Suppose that you have $X_1,\dots,X_n$ random variables (whose values will be observed in your experiment) that are conditionally independent, given that $\Theta=\theta$, with conditional densities $f_{X_i\mid\Theta}(\,\cdot\mid\theta)$, for $i=1,\dots,n$. This is your (postulated) statistical (conditional) model, and the conditional densities express, for each possible value $\theta$ of the (random) parameter $\Theta$, your uncertainty about the values of the $X_i$'s, before you have access to any real data. With the help of the conditional densities you can, for example, compute conditional probabilities like $$ P\{X_1\in B_1,\dots,X_n\in B_n\mid \Theta=\theta\} = \int_{B_1\times\dots\times B_n} \prod_{i=1}^n f_{X_i\mid\Theta}(x_i\mid\theta)\,dx_1\dots dx_n \, , $$ for each $\theta$.

After you have access to an actual sample $(x_1,\dots,x_n)$ of values (realizations) of the $X_i$'s that have been observed in one run of your experiment, the situation changes: there is no longer uncertainty about the observables $X_1,\dots,X_n$. Suppose that the random $\Theta$ assumes values in some parameter space $\Pi$. Now, you define, for those known (fixed) values $(x_1,\dots,x_n)$ a function $$ L_{x_1,\dots,x_n} : \Pi \to \mathbb{R} \, $$ by $$ L_{x_1,\dots,x_n}(\theta)=\prod_{i=1}^n f_{X_i\mid\Theta}(x_i\mid\theta) \, . $$ Note that $L_{x_1,\dots,x_n}$, known as the "likelihood function" is a function of $\theta$. In this "after you have data" situation, the likelihood $L_{x_1,\dots,x_n}$ contains, for the particular conditional model that we are considering, all the information about the parameter $\Theta$ contained in this particular sample $(x_1,\dots,x_n)$. In fact, it happens that $L_{x_1,\dots,x_n}$ is a sufficient statistic for $\Theta$.
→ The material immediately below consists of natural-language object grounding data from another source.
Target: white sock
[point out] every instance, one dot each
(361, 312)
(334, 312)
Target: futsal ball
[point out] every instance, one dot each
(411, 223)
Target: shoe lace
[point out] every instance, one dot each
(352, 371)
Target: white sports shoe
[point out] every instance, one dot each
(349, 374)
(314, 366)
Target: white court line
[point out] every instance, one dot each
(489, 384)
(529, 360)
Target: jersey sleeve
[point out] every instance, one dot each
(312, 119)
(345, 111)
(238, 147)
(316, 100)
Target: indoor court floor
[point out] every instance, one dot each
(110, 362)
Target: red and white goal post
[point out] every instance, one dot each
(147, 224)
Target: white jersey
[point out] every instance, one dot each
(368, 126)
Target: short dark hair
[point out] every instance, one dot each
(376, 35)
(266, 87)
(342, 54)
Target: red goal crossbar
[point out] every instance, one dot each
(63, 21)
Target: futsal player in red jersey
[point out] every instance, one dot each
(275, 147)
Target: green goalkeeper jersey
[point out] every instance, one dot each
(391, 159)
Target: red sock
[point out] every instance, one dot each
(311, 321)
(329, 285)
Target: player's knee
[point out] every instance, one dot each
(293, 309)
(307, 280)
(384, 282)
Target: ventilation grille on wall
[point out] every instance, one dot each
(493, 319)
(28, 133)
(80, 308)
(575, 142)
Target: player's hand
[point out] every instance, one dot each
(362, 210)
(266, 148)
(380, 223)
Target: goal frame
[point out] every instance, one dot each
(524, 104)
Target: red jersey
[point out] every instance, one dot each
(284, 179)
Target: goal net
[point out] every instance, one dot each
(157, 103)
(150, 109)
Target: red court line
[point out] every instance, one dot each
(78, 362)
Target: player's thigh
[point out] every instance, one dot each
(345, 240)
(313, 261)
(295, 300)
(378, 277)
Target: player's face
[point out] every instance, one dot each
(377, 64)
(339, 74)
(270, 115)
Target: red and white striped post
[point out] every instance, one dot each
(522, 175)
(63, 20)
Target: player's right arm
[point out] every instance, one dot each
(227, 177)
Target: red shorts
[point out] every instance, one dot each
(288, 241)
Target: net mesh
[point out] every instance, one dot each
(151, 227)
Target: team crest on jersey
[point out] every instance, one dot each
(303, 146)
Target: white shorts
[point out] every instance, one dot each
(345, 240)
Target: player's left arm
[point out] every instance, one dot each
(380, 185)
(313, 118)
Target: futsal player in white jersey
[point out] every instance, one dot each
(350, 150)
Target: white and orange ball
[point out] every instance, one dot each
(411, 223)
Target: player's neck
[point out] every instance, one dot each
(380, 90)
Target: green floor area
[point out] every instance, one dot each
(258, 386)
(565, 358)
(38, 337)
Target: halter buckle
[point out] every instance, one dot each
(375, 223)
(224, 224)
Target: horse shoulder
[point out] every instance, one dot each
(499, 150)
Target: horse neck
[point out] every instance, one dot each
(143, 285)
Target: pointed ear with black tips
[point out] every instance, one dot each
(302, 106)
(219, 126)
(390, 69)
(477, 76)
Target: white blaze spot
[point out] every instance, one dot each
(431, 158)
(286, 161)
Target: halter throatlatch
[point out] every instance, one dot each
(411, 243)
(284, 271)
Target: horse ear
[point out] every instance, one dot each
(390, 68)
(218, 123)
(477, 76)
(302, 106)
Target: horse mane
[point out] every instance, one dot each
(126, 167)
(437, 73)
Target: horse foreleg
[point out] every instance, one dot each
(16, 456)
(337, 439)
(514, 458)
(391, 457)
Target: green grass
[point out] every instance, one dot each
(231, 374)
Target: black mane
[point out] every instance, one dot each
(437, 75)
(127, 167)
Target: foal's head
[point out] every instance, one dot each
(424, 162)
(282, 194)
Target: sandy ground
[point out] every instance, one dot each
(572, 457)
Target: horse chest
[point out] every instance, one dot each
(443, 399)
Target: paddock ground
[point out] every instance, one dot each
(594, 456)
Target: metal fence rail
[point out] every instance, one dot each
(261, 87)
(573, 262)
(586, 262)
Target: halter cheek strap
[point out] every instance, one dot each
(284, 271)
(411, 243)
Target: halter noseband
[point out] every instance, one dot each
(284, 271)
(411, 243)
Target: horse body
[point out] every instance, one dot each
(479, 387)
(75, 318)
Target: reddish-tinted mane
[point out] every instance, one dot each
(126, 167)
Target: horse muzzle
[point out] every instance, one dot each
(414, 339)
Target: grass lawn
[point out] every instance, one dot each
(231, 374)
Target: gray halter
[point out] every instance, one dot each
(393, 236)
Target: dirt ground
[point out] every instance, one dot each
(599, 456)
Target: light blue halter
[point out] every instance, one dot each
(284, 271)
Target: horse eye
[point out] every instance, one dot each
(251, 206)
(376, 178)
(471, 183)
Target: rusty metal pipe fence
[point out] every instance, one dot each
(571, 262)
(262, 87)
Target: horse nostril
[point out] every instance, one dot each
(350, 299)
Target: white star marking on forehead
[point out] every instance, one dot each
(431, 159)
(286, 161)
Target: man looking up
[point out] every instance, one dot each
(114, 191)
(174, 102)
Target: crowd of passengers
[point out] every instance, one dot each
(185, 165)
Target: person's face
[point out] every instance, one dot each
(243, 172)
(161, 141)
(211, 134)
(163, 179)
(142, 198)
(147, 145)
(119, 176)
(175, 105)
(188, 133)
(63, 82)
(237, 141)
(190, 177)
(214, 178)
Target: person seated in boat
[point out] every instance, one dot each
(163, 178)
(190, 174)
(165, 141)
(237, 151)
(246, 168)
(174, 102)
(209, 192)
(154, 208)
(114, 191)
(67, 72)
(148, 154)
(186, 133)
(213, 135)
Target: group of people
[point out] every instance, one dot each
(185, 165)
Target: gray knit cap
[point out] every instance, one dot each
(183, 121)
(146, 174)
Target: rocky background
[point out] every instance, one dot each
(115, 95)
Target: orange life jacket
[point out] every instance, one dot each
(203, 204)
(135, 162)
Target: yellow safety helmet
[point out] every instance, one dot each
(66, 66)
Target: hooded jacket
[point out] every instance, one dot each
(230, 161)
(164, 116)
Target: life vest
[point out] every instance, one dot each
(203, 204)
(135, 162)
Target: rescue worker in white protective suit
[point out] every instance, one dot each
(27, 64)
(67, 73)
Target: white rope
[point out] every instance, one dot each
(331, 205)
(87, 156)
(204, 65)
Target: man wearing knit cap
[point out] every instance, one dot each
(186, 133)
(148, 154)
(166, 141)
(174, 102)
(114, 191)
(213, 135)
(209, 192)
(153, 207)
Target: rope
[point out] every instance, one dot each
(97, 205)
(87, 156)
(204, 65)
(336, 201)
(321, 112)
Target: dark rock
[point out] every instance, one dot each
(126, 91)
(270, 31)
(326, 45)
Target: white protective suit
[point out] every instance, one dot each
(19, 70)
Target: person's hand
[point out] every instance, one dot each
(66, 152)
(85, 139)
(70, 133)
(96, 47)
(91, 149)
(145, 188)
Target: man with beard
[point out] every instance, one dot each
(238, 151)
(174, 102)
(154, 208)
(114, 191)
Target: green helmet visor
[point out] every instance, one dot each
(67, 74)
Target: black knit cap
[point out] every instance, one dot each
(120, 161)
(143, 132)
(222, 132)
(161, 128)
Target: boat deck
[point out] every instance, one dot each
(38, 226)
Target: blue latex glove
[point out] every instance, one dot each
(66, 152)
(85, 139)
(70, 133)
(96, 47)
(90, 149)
Answering your question, to understand the differences between the concepts of conditional density and likelihood, keep in mind their mathematical definitions (which are clearly different: they are different mathematical objects, with different properties), and also remember that conditional density is a "pre-sample" object/concept, while the likelihood is an "after-sample" one. I hope that all this also help you to answer why Bayesian inference (using your way of putting it, which I don't think is ideal) is done "using the likelihood function and not the conditional distribution": the goal of Bayesian inference is to compute the posterior distribution, and to do so we condition on the observed (known) data.